The Next UPI Is Energy: Nandan Nilekani

UPI has changed how India transacts, but a similar transformation could be coming to how the country deals with energy.

Infosys co-founder and architect of Aadhaar, Nandan Nilekani, has offered a compelling vision for the future of energy, drawing parallels with the revolutionary impact of the Unified Payments Interface (UPI). He suggested that the next big disruption will be in the energy sector, envisioning a decentralized and democratized energy marketplace.

“The next UPI is energy,” Nilekani said. “Now we are used to buying energy in small amounts. People buy some coal and use it every day. When you buy an LPG cylinder, you’re buying packetized energy. But we have always thought of electricity as something coming from the grid, or we buy a generator because we don’t get electricity, and you know, burn some oil.”

He continued, painting a picture of a future powered by distributed generation: “But the future is going to be going to millions of small producers of energy.
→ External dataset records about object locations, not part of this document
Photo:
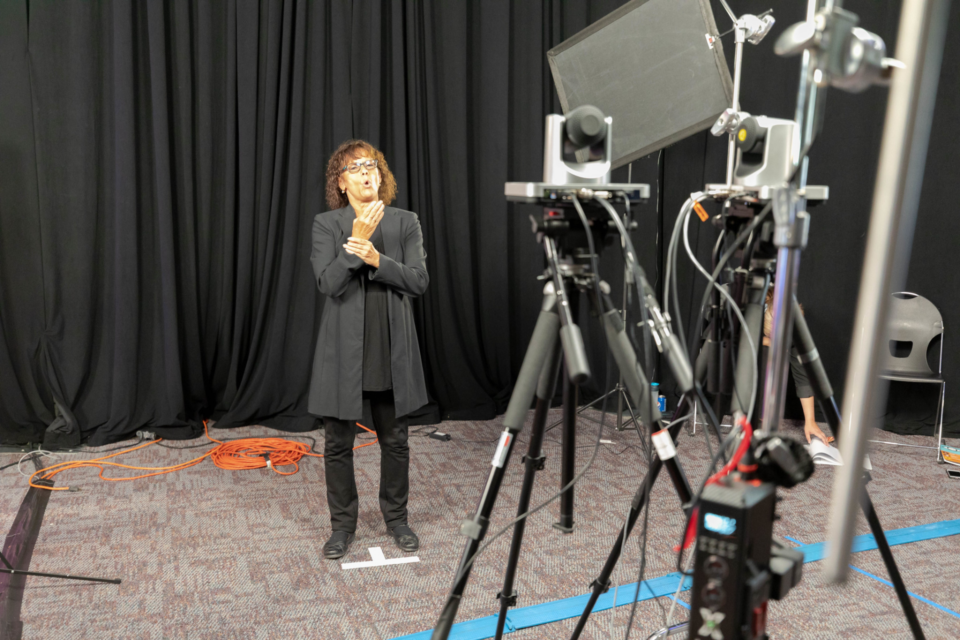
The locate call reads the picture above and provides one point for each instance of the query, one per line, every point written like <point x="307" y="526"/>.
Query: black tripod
<point x="806" y="351"/>
<point x="8" y="568"/>
<point x="750" y="284"/>
<point x="537" y="376"/>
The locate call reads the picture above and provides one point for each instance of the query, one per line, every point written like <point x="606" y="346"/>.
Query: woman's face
<point x="361" y="185"/>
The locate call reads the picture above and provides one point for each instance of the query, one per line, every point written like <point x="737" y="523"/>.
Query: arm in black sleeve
<point x="332" y="269"/>
<point x="410" y="276"/>
<point x="800" y="379"/>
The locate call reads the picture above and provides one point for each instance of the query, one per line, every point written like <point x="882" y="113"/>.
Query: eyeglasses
<point x="354" y="167"/>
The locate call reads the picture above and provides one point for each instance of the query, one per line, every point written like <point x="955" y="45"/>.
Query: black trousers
<point x="394" y="465"/>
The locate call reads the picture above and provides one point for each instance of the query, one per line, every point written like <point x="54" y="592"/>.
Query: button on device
<point x="715" y="567"/>
<point x="713" y="594"/>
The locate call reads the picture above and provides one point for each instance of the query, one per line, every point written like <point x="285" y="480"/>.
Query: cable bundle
<point x="234" y="455"/>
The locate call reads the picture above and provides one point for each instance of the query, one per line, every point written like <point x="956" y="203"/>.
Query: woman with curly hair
<point x="369" y="262"/>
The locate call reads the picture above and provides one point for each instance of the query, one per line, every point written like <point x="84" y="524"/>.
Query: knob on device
<point x="585" y="126"/>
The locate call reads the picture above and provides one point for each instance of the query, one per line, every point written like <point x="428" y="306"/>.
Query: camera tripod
<point x="750" y="285"/>
<point x="570" y="274"/>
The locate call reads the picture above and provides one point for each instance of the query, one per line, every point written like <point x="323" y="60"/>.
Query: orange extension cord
<point x="235" y="455"/>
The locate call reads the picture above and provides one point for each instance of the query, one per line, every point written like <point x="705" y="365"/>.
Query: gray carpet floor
<point x="206" y="553"/>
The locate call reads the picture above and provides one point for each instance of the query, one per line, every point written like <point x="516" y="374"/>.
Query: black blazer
<point x="337" y="381"/>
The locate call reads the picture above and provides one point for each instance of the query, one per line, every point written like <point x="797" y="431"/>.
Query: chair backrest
<point x="914" y="322"/>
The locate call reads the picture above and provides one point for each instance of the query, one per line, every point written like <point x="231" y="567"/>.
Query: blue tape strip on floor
<point x="890" y="584"/>
<point x="538" y="614"/>
<point x="548" y="612"/>
<point x="818" y="551"/>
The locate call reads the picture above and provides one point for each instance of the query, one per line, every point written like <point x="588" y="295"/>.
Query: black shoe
<point x="405" y="538"/>
<point x="337" y="545"/>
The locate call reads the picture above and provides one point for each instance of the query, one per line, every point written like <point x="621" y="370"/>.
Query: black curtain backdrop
<point x="161" y="163"/>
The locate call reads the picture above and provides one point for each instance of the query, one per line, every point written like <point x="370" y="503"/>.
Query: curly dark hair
<point x="350" y="150"/>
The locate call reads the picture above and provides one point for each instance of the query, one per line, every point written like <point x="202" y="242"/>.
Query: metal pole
<point x="896" y="195"/>
<point x="740" y="38"/>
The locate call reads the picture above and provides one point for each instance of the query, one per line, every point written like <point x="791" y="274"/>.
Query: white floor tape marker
<point x="379" y="560"/>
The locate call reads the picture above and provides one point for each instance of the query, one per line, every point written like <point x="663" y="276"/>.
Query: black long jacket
<point x="336" y="383"/>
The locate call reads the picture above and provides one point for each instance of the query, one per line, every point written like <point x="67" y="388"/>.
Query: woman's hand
<point x="363" y="248"/>
<point x="366" y="222"/>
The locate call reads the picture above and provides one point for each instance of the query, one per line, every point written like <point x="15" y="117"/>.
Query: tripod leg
<point x="542" y="345"/>
<point x="878" y="534"/>
<point x="534" y="462"/>
<point x="813" y="365"/>
<point x="626" y="359"/>
<point x="602" y="583"/>
<point x="568" y="453"/>
<point x="746" y="362"/>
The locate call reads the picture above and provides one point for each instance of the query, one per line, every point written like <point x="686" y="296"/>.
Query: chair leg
<point x="942" y="402"/>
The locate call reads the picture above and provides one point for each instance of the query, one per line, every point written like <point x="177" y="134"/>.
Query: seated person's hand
<point x="812" y="430"/>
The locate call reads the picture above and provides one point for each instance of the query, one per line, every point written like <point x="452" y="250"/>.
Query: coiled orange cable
<point x="234" y="455"/>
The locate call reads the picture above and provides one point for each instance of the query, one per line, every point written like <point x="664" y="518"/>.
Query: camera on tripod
<point x="577" y="160"/>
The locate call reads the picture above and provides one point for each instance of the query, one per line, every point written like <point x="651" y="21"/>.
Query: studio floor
<point x="206" y="553"/>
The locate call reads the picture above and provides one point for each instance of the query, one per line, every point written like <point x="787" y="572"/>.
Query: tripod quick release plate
<point x="547" y="194"/>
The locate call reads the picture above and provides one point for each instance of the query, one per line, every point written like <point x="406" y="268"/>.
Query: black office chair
<point x="913" y="325"/>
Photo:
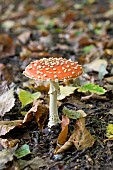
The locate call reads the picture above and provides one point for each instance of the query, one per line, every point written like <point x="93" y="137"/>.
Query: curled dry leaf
<point x="6" y="155"/>
<point x="7" y="46"/>
<point x="63" y="134"/>
<point x="81" y="138"/>
<point x="7" y="101"/>
<point x="40" y="111"/>
<point x="6" y="126"/>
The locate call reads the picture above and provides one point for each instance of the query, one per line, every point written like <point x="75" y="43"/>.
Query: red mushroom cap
<point x="55" y="69"/>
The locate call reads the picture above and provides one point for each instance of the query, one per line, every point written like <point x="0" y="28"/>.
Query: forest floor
<point x="78" y="30"/>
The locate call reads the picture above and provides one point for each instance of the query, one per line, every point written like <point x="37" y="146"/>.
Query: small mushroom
<point x="53" y="70"/>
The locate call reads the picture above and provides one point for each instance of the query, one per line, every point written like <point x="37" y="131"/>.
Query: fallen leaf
<point x="6" y="155"/>
<point x="7" y="47"/>
<point x="93" y="88"/>
<point x="109" y="133"/>
<point x="6" y="126"/>
<point x="7" y="101"/>
<point x="40" y="111"/>
<point x="81" y="138"/>
<point x="22" y="151"/>
<point x="63" y="134"/>
<point x="26" y="97"/>
<point x="65" y="91"/>
<point x="8" y="143"/>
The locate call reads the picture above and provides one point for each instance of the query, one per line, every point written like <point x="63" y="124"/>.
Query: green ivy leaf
<point x="93" y="88"/>
<point x="71" y="113"/>
<point x="26" y="97"/>
<point x="110" y="131"/>
<point x="22" y="151"/>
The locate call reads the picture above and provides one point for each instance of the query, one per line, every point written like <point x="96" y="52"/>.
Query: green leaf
<point x="65" y="91"/>
<point x="93" y="88"/>
<point x="22" y="151"/>
<point x="71" y="113"/>
<point x="110" y="131"/>
<point x="26" y="97"/>
<point x="88" y="48"/>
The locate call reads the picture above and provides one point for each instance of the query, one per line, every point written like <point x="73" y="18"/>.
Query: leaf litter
<point x="84" y="34"/>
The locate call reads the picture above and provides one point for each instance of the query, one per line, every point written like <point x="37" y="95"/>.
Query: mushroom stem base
<point x="53" y="115"/>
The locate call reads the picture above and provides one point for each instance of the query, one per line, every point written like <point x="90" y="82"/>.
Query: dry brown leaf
<point x="40" y="111"/>
<point x="63" y="148"/>
<point x="7" y="100"/>
<point x="6" y="126"/>
<point x="63" y="134"/>
<point x="81" y="138"/>
<point x="8" y="143"/>
<point x="6" y="155"/>
<point x="7" y="47"/>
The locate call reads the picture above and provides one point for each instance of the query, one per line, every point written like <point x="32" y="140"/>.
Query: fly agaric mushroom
<point x="53" y="70"/>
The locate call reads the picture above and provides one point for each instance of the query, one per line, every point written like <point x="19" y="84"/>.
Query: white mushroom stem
<point x="53" y="110"/>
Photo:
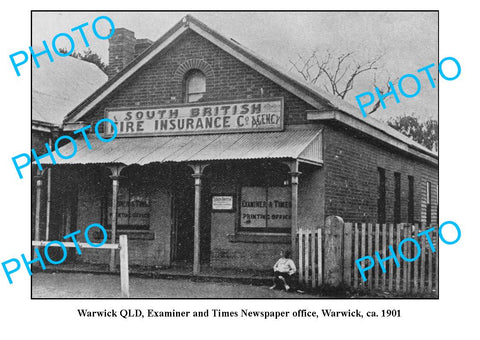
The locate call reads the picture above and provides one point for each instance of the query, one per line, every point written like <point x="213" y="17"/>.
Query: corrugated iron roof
<point x="289" y="144"/>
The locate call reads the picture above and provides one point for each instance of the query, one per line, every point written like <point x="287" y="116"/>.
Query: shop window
<point x="381" y="206"/>
<point x="397" y="205"/>
<point x="195" y="86"/>
<point x="133" y="209"/>
<point x="265" y="201"/>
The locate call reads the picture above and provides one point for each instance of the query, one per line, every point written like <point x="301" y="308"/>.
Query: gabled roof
<point x="337" y="109"/>
<point x="61" y="86"/>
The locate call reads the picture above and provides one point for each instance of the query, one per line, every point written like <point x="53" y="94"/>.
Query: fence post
<point x="124" y="266"/>
<point x="300" y="255"/>
<point x="333" y="250"/>
<point x="347" y="255"/>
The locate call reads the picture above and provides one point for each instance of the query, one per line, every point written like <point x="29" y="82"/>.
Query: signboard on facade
<point x="199" y="118"/>
<point x="262" y="208"/>
<point x="222" y="202"/>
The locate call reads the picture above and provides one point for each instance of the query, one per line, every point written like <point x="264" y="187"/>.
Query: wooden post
<point x="300" y="255"/>
<point x="319" y="254"/>
<point x="377" y="248"/>
<point x="409" y="264"/>
<point x="390" y="262"/>
<point x="49" y="201"/>
<point x="124" y="266"/>
<point x="313" y="256"/>
<point x="398" y="276"/>
<point x="197" y="175"/>
<point x="362" y="251"/>
<point x="306" y="257"/>
<point x="415" y="265"/>
<point x="405" y="264"/>
<point x="39" y="182"/>
<point x="294" y="173"/>
<point x="384" y="254"/>
<point x="115" y="186"/>
<point x="355" y="254"/>
<point x="422" y="243"/>
<point x="347" y="255"/>
<point x="333" y="251"/>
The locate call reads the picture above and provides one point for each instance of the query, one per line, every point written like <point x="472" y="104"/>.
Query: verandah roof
<point x="304" y="145"/>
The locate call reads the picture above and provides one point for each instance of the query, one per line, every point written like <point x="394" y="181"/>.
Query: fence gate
<point x="310" y="257"/>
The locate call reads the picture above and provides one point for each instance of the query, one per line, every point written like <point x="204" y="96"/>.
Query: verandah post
<point x="39" y="183"/>
<point x="115" y="186"/>
<point x="294" y="173"/>
<point x="197" y="175"/>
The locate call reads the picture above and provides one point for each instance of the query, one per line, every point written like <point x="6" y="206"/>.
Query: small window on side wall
<point x="195" y="86"/>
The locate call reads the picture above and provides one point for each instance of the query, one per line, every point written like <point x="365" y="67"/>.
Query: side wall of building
<point x="352" y="179"/>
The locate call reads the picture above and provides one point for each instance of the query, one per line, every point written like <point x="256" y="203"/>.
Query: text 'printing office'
<point x="220" y="157"/>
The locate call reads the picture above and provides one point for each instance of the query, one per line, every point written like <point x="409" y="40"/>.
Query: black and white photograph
<point x="239" y="170"/>
<point x="238" y="167"/>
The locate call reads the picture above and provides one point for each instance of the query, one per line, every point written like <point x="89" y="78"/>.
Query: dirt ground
<point x="73" y="285"/>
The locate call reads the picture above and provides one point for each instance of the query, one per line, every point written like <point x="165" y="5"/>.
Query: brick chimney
<point x="141" y="45"/>
<point x="123" y="48"/>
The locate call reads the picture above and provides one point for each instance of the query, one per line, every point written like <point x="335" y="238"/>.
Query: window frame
<point x="108" y="202"/>
<point x="186" y="81"/>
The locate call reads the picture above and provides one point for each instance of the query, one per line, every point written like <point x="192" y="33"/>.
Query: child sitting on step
<point x="283" y="270"/>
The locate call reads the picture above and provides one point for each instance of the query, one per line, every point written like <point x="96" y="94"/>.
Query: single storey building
<point x="220" y="157"/>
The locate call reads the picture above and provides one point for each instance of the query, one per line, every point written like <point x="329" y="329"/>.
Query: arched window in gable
<point x="195" y="86"/>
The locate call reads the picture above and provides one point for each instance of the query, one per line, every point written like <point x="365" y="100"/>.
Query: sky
<point x="408" y="41"/>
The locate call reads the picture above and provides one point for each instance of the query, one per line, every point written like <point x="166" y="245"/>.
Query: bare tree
<point x="339" y="72"/>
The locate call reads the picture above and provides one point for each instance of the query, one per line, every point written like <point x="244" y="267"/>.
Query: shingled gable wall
<point x="156" y="83"/>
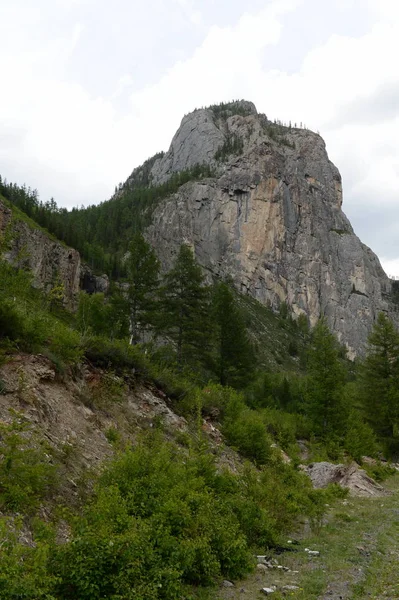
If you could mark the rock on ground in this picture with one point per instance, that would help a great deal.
(350, 476)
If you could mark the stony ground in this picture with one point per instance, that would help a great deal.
(358, 556)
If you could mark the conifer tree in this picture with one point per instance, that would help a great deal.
(234, 357)
(324, 395)
(143, 275)
(185, 308)
(380, 379)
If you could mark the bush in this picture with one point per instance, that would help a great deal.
(245, 430)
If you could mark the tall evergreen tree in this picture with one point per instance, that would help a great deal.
(185, 308)
(143, 276)
(326, 379)
(234, 357)
(380, 379)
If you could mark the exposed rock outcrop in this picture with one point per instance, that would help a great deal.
(51, 262)
(350, 476)
(270, 220)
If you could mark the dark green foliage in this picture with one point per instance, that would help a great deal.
(186, 309)
(143, 278)
(324, 398)
(234, 357)
(224, 110)
(245, 430)
(278, 133)
(380, 381)
(160, 519)
(26, 323)
(360, 439)
(103, 316)
(102, 233)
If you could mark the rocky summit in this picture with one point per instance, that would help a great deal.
(269, 219)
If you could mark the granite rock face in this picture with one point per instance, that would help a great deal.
(50, 261)
(270, 220)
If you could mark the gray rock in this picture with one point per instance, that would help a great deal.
(347, 476)
(49, 261)
(271, 220)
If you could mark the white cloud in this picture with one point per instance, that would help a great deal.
(72, 144)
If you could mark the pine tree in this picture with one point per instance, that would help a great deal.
(324, 394)
(185, 309)
(380, 379)
(234, 357)
(143, 276)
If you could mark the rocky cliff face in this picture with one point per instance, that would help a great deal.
(51, 262)
(270, 219)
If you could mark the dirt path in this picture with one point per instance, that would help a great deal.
(359, 557)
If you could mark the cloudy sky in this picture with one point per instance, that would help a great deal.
(91, 88)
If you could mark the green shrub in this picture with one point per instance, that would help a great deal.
(360, 439)
(245, 430)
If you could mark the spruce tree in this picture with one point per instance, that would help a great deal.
(185, 309)
(143, 276)
(380, 380)
(326, 379)
(234, 357)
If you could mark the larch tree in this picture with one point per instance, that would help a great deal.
(185, 309)
(234, 357)
(326, 379)
(380, 380)
(143, 276)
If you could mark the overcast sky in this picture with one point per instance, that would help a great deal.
(91, 88)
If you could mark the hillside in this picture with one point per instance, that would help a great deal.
(260, 203)
(160, 426)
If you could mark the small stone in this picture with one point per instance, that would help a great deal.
(268, 591)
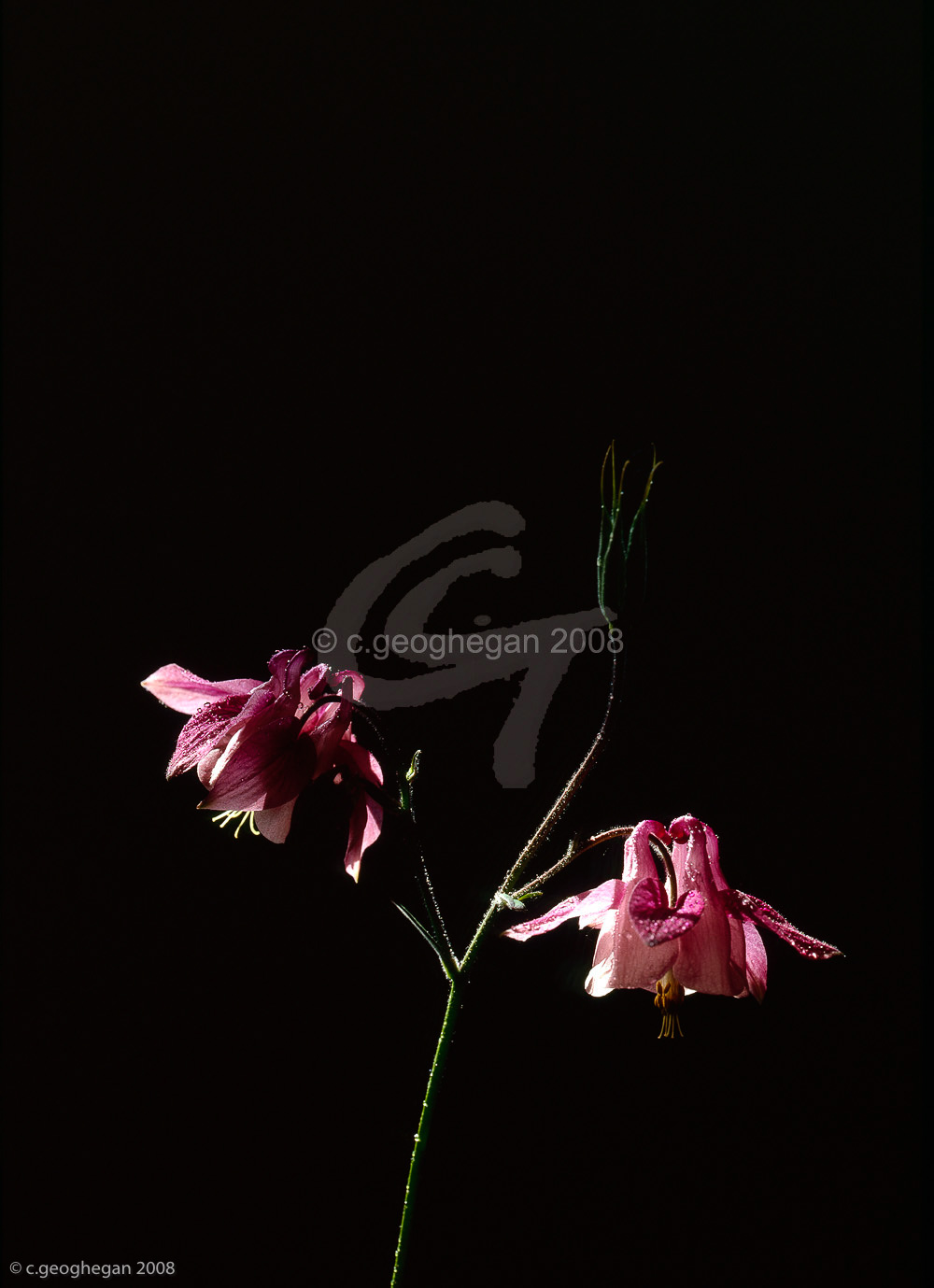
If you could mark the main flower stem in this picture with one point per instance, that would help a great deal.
(456, 970)
(454, 1003)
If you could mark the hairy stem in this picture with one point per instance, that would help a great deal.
(454, 1002)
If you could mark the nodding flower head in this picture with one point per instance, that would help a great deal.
(255, 744)
(688, 933)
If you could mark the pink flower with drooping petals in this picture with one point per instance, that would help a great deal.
(706, 941)
(257, 744)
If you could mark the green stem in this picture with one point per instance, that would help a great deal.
(454, 1003)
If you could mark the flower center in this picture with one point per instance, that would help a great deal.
(669, 998)
(243, 814)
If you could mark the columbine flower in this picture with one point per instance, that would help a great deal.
(696, 935)
(257, 744)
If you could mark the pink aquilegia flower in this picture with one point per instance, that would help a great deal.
(257, 744)
(701, 937)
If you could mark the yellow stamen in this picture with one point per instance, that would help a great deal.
(669, 998)
(236, 813)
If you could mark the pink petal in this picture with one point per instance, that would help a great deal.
(652, 917)
(637, 853)
(261, 768)
(186, 692)
(747, 906)
(311, 686)
(285, 668)
(366, 823)
(598, 982)
(631, 964)
(709, 957)
(590, 904)
(204, 731)
(275, 823)
(757, 965)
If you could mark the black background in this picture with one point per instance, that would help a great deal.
(284, 286)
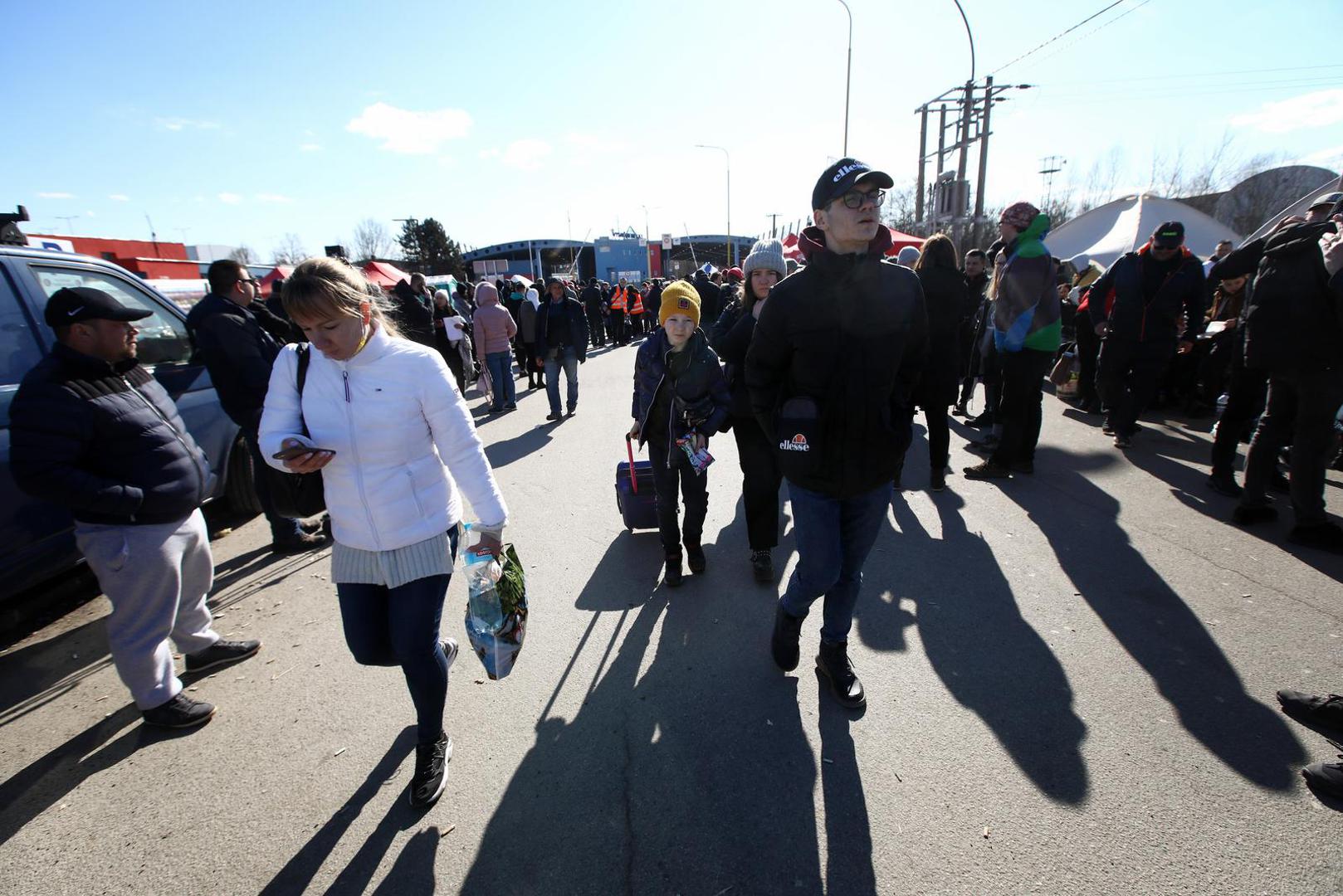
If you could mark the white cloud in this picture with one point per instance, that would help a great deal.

Every home will be an energy producer because they have rooftop solar. Every home will be an energy store because they have an EV battery. So every home is a producer of energy, seller of energy, and buyer of energy. And these sales may not be with the grid, they may be with their neighbor.”

Nilekani then brought the analogy full circle: “So (people will be able to) buy and sell energy like UPI. That means you want to create millions of energy entrepreneurs who will universally be producing small amounts of energy and selling it to each other. So, the whole energy sector is going to be a huge thing which will create its own set of entrepreneurs.”

Nilekani’s vision suggests a future where individuals can seamlessly trade energy, much like they transfer money through UPI. India is already pushing heavily on rooftop solar with subsidies through the government’s PM Surya Ghar Yojna. Once many houses are able to generate electricity, Nilekani envisions a future in which they’ll be able to buy and sell energy from each other through a UPI-like mechanism — people who have surplus energy will be able to sell it, peer-to-peer, to people who might need more energy. People who’re able to regularly generate more energy than they consume could turn energy entrepreneurs, and make money selling power.

All this could be particularly more crucial with the advent of AI. AI uses up tremendous amounts of energy — a single ChatGPT query uses ten times more energy than a Google search. AI could end up impacting all areas of our life, with jobs ranging from coding to medicine to law all needing copious amounts of AI. This could cause energy demand to spike, which could end up being met with rooftop solar and through transactions through a UPI-like mechanism. It remains to be seen if the UPI moment for energy does end up materializing, but if it does, it could transform the energy sector as it had done with payments in India.